États-Unis : les autorités face à la mobilisation étudiante08/05/20242024Journal/medias/journalnumero/images/2024/05/une_2910-c.jpg.445x577_q85_box-0%2C7%2C1265%2C1644_crop_detail.jpg

Dans le monde

États-Unis : les autorités face à la mobilisation étudiante

Partie d’universités privées renommées, la mobilisation des étudiants américains s’est rapidement étendue. À l’université Columbia de New York, les autorités ont fait intervenir des centaines de policiers pour évacuer les protestataires, le 19 puis le 30 avril.

Les arrestations ont été massives, près de 2 400 dans tout le pays. Les médias dépeignent, en continu, les protestataires comme violents et antisémites, voire comme des nazis.

Depuis le 7 octobre, une fraction de la jeunesse étudiante s’est éveillée à la politique en découvrant la barbarie des bombardements à Gaza, menés avec des dollars et des bombes made in USA. En réaction à l’évacuation de Columbia, des étudiants de nombreux campus ont installé leur propre campement. Ils ont résisté aux arrestations et aux menaces d’exclusion – une menace sérieuse pour certains étudiants, endettés sur dix ou vingt ans pour payer des droits d’inscription allant jusqu’à l’équivalent de 80 000 euros par an. Des villes démocrates du Nord aux États républicains comme le Texas, ce mouvement est devenu national, pour la première fois depuis des années.

Le nombre des « campeurs » n’est pas massif, mais leur force est d’exprimer un sentiment largement partagé parmi les étudiants. En journée, des centaines d’entre eux et des habitants du quartier viennent s’installer autour, en soutien, et profiter de l’ambiance conviviale. Dans l’univers consensuel des campus américains, si loin de Gaza, les interventions policières violentes ont levé le voile d’hypocrisie et choqué beaucoup d’étudiants.

Les républicains comme les démocrates, y compris Joe Biden, alimentent une campagne calomnieuse. Eux qui fournissent les bombes qui tuent à Gaza, accusent les manifestants de violence antisémite ! C’est une calomnie, les contestataires étant massivement opposés à l’antisémitisme, et cela encourage les agressions dont ils sont victimes. À Los Angeles, un des principaux campements du pays a été attaqué de nuit par des centaines de militants sionistes et d’extrême droite. La police a attendu deux heures pour intervenir, sans arrêter le moindre agresseur.
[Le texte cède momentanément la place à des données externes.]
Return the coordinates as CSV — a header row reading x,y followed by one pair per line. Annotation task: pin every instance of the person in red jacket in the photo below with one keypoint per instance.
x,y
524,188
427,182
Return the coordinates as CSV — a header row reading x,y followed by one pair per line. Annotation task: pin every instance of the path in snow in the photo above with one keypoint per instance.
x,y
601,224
Il est vrai que les choix politiques des organisateurs des campements, refusant de critiquer le Hamas, repoussent bon nombre d’étudiants sympathisants du mouvement, en particulier des étudiants juifs, qui en majorité rejettent les bombardements, et se retrouvent désemparés. Les revendications principales sont la transparence et le « désinvestissement », c’est-à-dire la rupture des liens économiques entre telle université et Israël ou l’appareil militaire américain. Mais cela revient aussi à reprocher au gouvernement des États-Unis de soutenir la politique d’Israël – ce qui choque à juste titre – sans réaliser qu’Israël n’est que l’instrument d’une guerre au Proche- Orient qui est précisément celle de l’impérialisme américain lui- même.
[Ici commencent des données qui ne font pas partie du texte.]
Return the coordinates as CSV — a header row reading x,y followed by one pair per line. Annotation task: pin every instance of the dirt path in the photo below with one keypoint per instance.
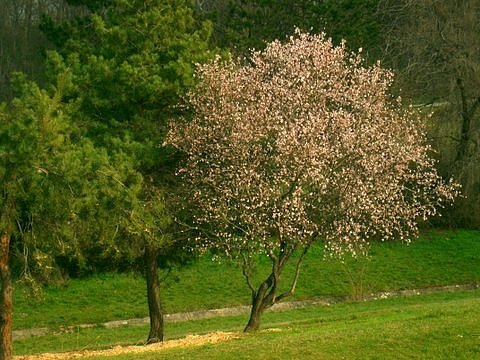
x,y
191,340
237,310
Les dirigeants américains, eux, le voient bien. Ils savent que la population américaine est largement opposée à la guerre, mais ils veulent la préparer à l’accepter. C’est pourquoi, malgré ses limites, la contestation étudiante leur pose un problème politique. Si le pouvoir choisit la démonstration de force, c’est qu’il se souvient de la guerre du Vietnam, et veut éviter que les campus deviennent un pôle de contestation durable. Mais leur choix montre aussi aux étudiants que le problème est plus profond qu’ils ne le croyaient. La guerre est dans la nature de l’impérialisme, et c’est lui qu’il faut abattre.